Monday, July 14, 2014

Leaf Art


Samantha and Logan make leaf umbrellas while sisters are in dance class.


Right now we are still getting ready to leave on the long drive East, and are waiting now for hearing aid repair. There is so much to read in a Threepenny Review (in addition to the group of excellent graphics in each issue) that I tend to leave them behind when we travel or carry them around with me looking for time and space to unfold the tabloid format. Thus I discover that I have yet to read the Fall, 2013 issue, which I left here last year. Here is a two-part poem in this issue by Wendell Berry, that lovely man. Here is Part I, Part II will be in tomorrow's post.

From Sabbaths 2013

I.
This is a poet of the river lands,
a lowdown man of the deepest
depth of the valley, where gravity gathers
the waters, the poisons, the trash,
where light comes late and leaves early.

From the window of his small room
the lowdown poet looks out. He watches
the river for ripples, flashes, signs
of beings rising in the undersurface dark,
or lightly swimming upon the flow,
or, for a minnow, descending the deeps
of the air to enter and shatter
forever their momentary reflections,
for the river is a place passing
through a passing place.

The poet, his window. and his poems
are creatures of the shore that the river
gnaws, dissolves, and carries away.
He is a tree of a sort, rooted
in the dark, aspiring to the light,
dependent on both.
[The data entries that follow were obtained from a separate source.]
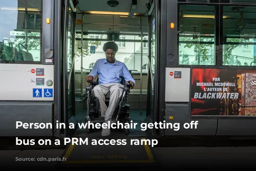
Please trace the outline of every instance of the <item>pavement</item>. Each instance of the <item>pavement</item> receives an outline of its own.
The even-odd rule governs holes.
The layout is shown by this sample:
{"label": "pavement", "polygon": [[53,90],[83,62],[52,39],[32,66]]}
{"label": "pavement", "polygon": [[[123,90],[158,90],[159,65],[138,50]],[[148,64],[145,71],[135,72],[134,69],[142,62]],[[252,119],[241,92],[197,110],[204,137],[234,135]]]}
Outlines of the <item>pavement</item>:
{"label": "pavement", "polygon": [[[64,152],[64,149],[0,151],[0,164],[2,169],[29,167],[53,169],[59,166]],[[241,166],[245,169],[251,167],[256,161],[254,146],[154,147],[152,152],[159,169],[205,167],[215,170],[220,167],[230,169]]]}

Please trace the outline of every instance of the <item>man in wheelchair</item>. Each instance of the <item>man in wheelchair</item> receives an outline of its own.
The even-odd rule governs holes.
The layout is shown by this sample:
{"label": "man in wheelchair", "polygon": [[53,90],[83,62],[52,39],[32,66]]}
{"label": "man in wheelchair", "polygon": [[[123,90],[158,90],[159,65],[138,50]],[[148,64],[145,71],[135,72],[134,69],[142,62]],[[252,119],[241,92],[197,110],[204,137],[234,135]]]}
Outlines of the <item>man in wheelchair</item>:
{"label": "man in wheelchair", "polygon": [[[116,43],[113,41],[105,43],[103,50],[105,52],[105,58],[98,59],[90,73],[86,77],[87,81],[91,83],[91,86],[87,88],[87,91],[89,94],[92,92],[91,95],[88,94],[88,113],[87,120],[91,122],[92,117],[94,119],[99,117],[97,116],[98,101],[99,103],[99,114],[103,118],[105,122],[110,122],[111,124],[113,120],[117,121],[118,119],[119,116],[113,116],[113,114],[120,114],[121,110],[120,108],[126,100],[128,92],[134,88],[135,81],[125,65],[116,60],[116,54],[118,51],[118,47]],[[98,83],[95,82],[97,75]],[[96,97],[97,100],[95,101],[96,102],[92,101],[93,101],[93,98],[91,98],[91,97]],[[109,100],[107,100],[108,99]],[[109,101],[108,106],[107,101]],[[93,115],[91,114],[92,108],[90,106],[92,105],[94,105],[93,109],[96,109],[96,112],[93,113],[96,115],[93,116],[92,115]],[[122,108],[123,109],[124,108]],[[126,110],[129,112],[129,109]],[[119,121],[125,121],[123,117],[122,118],[122,120]],[[109,136],[110,134],[110,129],[102,128],[102,136]]]}

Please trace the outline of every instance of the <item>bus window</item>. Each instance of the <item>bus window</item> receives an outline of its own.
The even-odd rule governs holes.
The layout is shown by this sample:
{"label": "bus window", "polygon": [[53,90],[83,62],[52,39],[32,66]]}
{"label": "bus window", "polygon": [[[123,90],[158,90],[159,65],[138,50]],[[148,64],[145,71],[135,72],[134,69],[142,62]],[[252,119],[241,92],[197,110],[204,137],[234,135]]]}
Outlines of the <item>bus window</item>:
{"label": "bus window", "polygon": [[41,2],[0,1],[0,63],[41,61]]}
{"label": "bus window", "polygon": [[256,7],[223,8],[223,65],[250,66],[256,61]]}
{"label": "bus window", "polygon": [[179,64],[215,65],[215,7],[179,5]]}

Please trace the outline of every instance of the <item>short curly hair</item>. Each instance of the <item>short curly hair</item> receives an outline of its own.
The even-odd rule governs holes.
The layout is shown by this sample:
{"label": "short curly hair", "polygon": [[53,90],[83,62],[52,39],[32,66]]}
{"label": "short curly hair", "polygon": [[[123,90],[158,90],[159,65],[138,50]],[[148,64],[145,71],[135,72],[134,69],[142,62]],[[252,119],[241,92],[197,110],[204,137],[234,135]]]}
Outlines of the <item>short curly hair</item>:
{"label": "short curly hair", "polygon": [[103,46],[103,51],[106,52],[106,50],[109,49],[114,50],[115,53],[118,51],[118,46],[114,41],[108,41],[104,44]]}

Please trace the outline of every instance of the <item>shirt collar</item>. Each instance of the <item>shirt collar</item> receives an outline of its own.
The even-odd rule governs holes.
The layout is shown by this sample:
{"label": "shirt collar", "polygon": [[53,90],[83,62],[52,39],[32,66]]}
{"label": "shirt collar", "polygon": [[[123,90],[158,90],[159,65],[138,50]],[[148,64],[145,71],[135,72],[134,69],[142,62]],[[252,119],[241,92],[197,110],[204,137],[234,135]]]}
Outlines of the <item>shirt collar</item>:
{"label": "shirt collar", "polygon": [[108,61],[106,61],[106,58],[104,59],[104,60],[103,60],[103,63],[110,63],[110,64],[111,64],[111,65],[119,65],[119,63],[120,63],[119,61],[118,61],[117,60],[116,60],[116,60],[115,60],[115,63],[109,63],[109,62],[108,62]]}

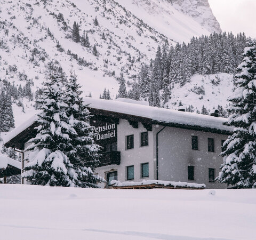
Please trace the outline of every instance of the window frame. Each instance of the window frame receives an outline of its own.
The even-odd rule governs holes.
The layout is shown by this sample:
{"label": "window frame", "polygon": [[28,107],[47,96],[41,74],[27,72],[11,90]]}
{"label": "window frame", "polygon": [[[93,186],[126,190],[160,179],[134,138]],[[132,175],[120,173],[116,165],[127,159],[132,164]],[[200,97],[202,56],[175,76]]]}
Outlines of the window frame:
{"label": "window frame", "polygon": [[[129,169],[130,167],[133,167],[133,178],[129,178]],[[127,181],[130,181],[132,180],[134,180],[134,165],[131,165],[130,166],[126,166],[126,180]]]}
{"label": "window frame", "polygon": [[117,172],[117,170],[115,170],[115,171],[111,171],[110,172],[106,172],[106,173],[107,174],[107,186],[108,187],[109,186],[113,186],[113,184],[110,184],[109,185],[108,184],[108,182],[109,182],[109,175],[108,174],[110,174],[110,173],[114,173],[114,172],[116,172],[116,180],[117,181],[117,180],[118,179],[118,172]]}
{"label": "window frame", "polygon": [[[132,136],[132,147],[128,148],[128,138]],[[133,149],[134,148],[134,135],[131,134],[125,136],[125,150]]]}
{"label": "window frame", "polygon": [[[209,145],[209,143],[210,142],[210,141],[212,140],[212,149],[210,149],[210,145]],[[215,153],[215,146],[214,146],[214,139],[213,138],[208,138],[208,141],[207,141],[207,145],[208,145],[208,152],[209,153]]]}
{"label": "window frame", "polygon": [[[193,141],[193,139],[196,139],[196,148],[195,148],[194,147],[193,143],[194,143],[195,142]],[[195,136],[194,135],[192,135],[191,136],[191,148],[192,150],[198,150],[198,136]]]}
{"label": "window frame", "polygon": [[[189,178],[189,168],[193,167],[193,179]],[[195,181],[195,166],[192,166],[191,165],[188,165],[188,180],[190,181]]]}
{"label": "window frame", "polygon": [[[147,164],[147,165],[148,165],[148,175],[147,176],[143,176],[143,166],[146,165],[146,164]],[[149,163],[141,163],[140,164],[140,167],[141,167],[141,171],[140,171],[141,176],[140,176],[140,178],[145,178],[149,177]]]}
{"label": "window frame", "polygon": [[[142,134],[145,133],[147,133],[147,145],[142,146]],[[142,132],[140,133],[140,147],[147,147],[149,146],[148,142],[148,131],[147,132]]]}
{"label": "window frame", "polygon": [[221,151],[223,151],[223,146],[224,145],[224,142],[225,142],[226,140],[221,139]]}
{"label": "window frame", "polygon": [[[210,170],[213,172],[213,180],[212,181],[210,181]],[[208,180],[209,182],[215,182],[215,169],[212,169],[211,167],[209,167],[208,169]]]}

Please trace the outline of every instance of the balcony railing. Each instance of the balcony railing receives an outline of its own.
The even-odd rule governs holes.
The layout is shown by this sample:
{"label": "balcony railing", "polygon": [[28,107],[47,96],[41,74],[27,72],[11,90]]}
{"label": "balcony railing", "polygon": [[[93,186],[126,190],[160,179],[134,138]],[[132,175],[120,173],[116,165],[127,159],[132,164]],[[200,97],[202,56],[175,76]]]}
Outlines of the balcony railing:
{"label": "balcony railing", "polygon": [[120,164],[120,152],[117,151],[106,151],[102,153],[100,159],[100,166],[111,164]]}

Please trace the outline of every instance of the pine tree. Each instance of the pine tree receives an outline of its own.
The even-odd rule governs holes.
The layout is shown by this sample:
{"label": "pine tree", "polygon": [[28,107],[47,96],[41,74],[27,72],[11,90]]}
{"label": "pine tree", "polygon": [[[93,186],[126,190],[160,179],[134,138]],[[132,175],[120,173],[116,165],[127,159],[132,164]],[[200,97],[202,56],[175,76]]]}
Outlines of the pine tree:
{"label": "pine tree", "polygon": [[93,24],[95,26],[99,26],[99,22],[98,21],[97,17],[96,16],[93,20]]}
{"label": "pine tree", "polygon": [[4,87],[0,93],[0,132],[8,132],[14,127],[14,120],[11,95]]}
{"label": "pine tree", "polygon": [[147,98],[149,94],[150,75],[149,67],[146,64],[141,66],[139,74],[139,86],[140,94],[143,99]]}
{"label": "pine tree", "polygon": [[81,44],[82,46],[85,47],[90,47],[90,42],[89,38],[88,37],[88,34],[86,33],[86,35],[85,35],[85,32],[84,31],[83,33],[83,36],[81,38]]}
{"label": "pine tree", "polygon": [[93,53],[93,55],[96,57],[97,57],[99,54],[97,49],[96,48],[96,45],[95,44],[93,46],[93,48],[92,49],[92,53]]}
{"label": "pine tree", "polygon": [[53,68],[41,100],[37,134],[26,149],[29,154],[22,178],[33,185],[71,187],[75,186],[78,175],[64,153],[70,147],[69,135],[75,130],[66,115],[63,79],[57,66]]}
{"label": "pine tree", "polygon": [[93,172],[100,163],[100,146],[95,143],[92,127],[88,124],[91,115],[81,97],[81,86],[73,72],[70,72],[66,85],[66,114],[69,123],[75,131],[69,134],[70,146],[65,153],[77,174],[76,186],[96,188],[103,180]]}
{"label": "pine tree", "polygon": [[256,188],[256,41],[248,46],[235,77],[235,94],[228,99],[231,115],[226,125],[234,130],[224,142],[218,178],[236,188]]}
{"label": "pine tree", "polygon": [[205,107],[204,107],[204,105],[203,105],[203,107],[202,107],[201,114],[204,114],[204,115],[209,115],[209,113],[207,110],[207,108]]}
{"label": "pine tree", "polygon": [[126,87],[125,86],[125,80],[124,77],[124,75],[121,73],[120,77],[118,79],[119,81],[119,89],[118,89],[118,98],[127,98]]}
{"label": "pine tree", "polygon": [[71,38],[74,42],[78,43],[80,42],[80,34],[79,33],[79,25],[75,21],[72,28]]}

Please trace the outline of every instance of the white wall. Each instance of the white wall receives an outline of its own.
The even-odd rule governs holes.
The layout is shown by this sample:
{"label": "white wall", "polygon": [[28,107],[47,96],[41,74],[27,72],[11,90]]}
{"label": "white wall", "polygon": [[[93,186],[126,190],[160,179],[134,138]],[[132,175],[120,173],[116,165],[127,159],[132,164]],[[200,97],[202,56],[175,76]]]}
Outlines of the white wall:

His poems
are leavings, sheddings. gathered
from the light, as it has come,
and offered to the dark, which he believes
must shine with sight,
with light, dark only to him.

Wendell Berry. 
from The Threepenny Review, Fall, 2013, page 5.

The line "of beings rising in the undersurface dark" has, (in addition to one of my favorites, a compounded word) it seems to be, an almost perfect and very pleasing rhythm.